Telling people to grow up and then calling them fags isn't exactly 'mature' either.


----------



## Captain Butterscotch (Nov 13, 2012)

Trent_Holeman said:


> *ranty thing*



y u mad tho?


----------



## Opion (Nov 13, 2012)

Trent_Holeman said:


> .




Not really trying to pander to any particular side here, even though there's a lot of emotion/opinion in this which I can dig. But I seem to remember Misha only claiming that he'd experimented with this thing once before, only to prove that he could recognize when a band was trying to get away with it (from the infamous THM thread)...the drums thing is pointless to debate because, let's face it, almost every metal band uses some sort of sampling even on a real kit for consistency.

Guess I should add my case here.

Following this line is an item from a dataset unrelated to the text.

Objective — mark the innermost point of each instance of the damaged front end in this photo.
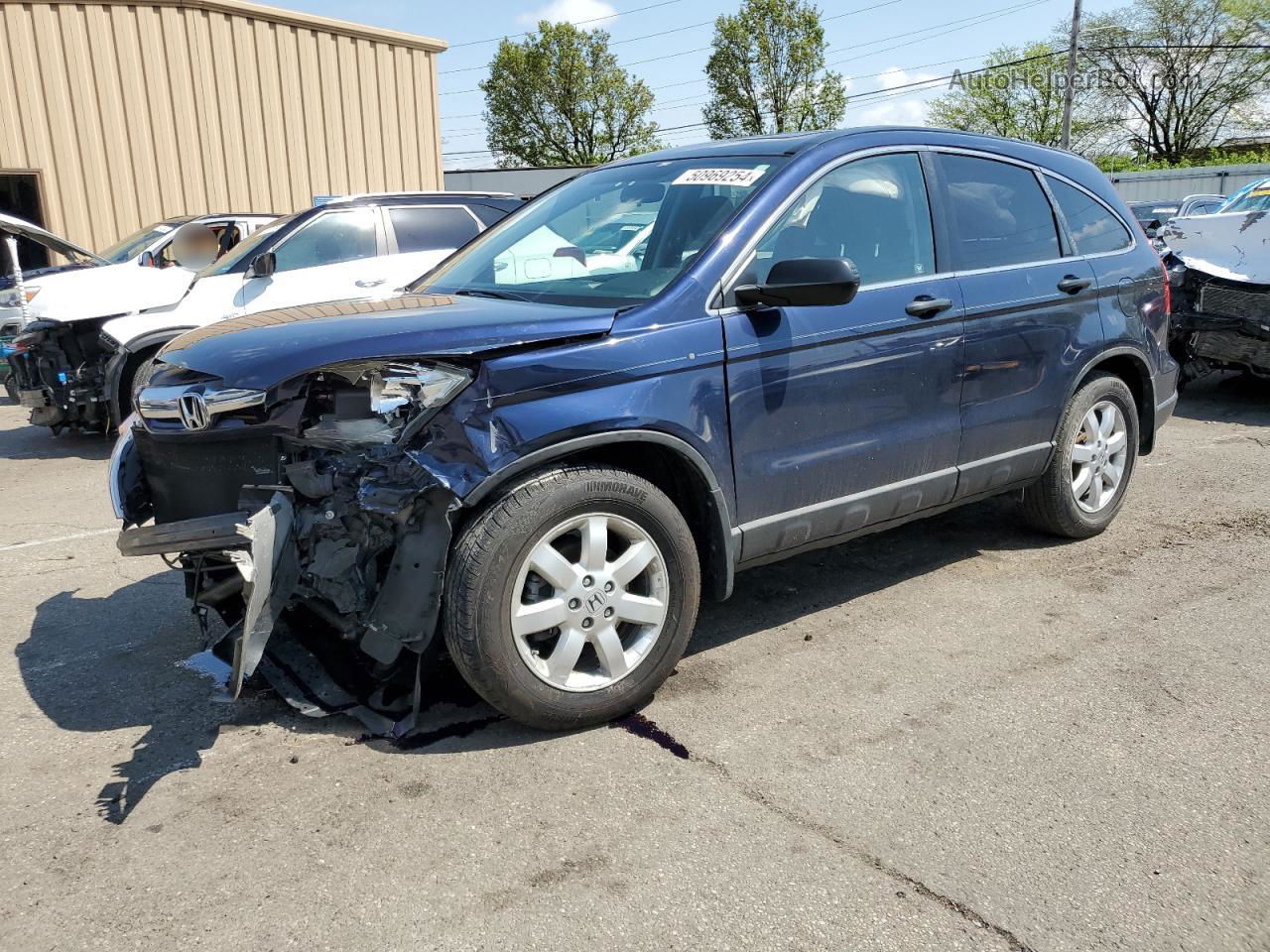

I don't really care whether or not if Rings of Saturn can or can't play their stuff, but after listening to them, it sounds like they intended for their music to sound like that anyway...so why are people so surprised?  I understand the benefits to it in the studio environment, PeteyG's comment was absolutely perfect in nailing the more austere side of the argument. More music today is starting to gravitate towards a more calculated equation as opposed to raw, alive and with a soul.

I for one, welcome our new musically inclined overlords.


----------



## ilyti (Nov 13, 2012)

I'm starting to like this thread. Many great points have been made on both sides that I never thought or cared about. One thing that remains for me, and maybe someone can explain it to me, is what's wrong with just leaving it slow? A great riff is a great riff, why not just leave it at the tempo you can comfortably play it? I don't really see what can be expressed in a musical way just by speeding it up. Have more faith in the material itself rather than trying to enhance it in an artificial way. If there's a point other than showing off or saving time in the studio, I don't see it. An artistic point, I mean.
If you absolutely must have a fast part at that spot in the song and you're the only one who can't stay in time with the rest of the band; challenge your compositional skills by playing something else. Seems like a non-issue.

It's not that I have a moral objection to the technique or a beef against those who use it, I just don't understand what drives people to those means.


----------



## flint757 (Nov 13, 2012)

Well if you wrote something on paper or in your computer at a certain speed along with the riffs prior at a certain speed you might have no choice, compositionally, but to leave it up to tempo. If you slowed the part you couldn't play down you might have to slow the whole song down and the singing/growling or drums or whatever could just sound odd at that speed. That'd be one reason.

The counter argument would be to just write what you can play.


----------



## ilyti (Nov 13, 2012)

flint757 said:


> Well if you wrote something on paper or in your computer at a certain speed along with the riffs prior at a certain speed you might have no choice, compositionally, but to leave it up to tempo. If you slowed the part you couldn't play down you might have to slow the whole song down and the singing/growling or drums or whatever could just sound odd at that speed. That'd be one reason.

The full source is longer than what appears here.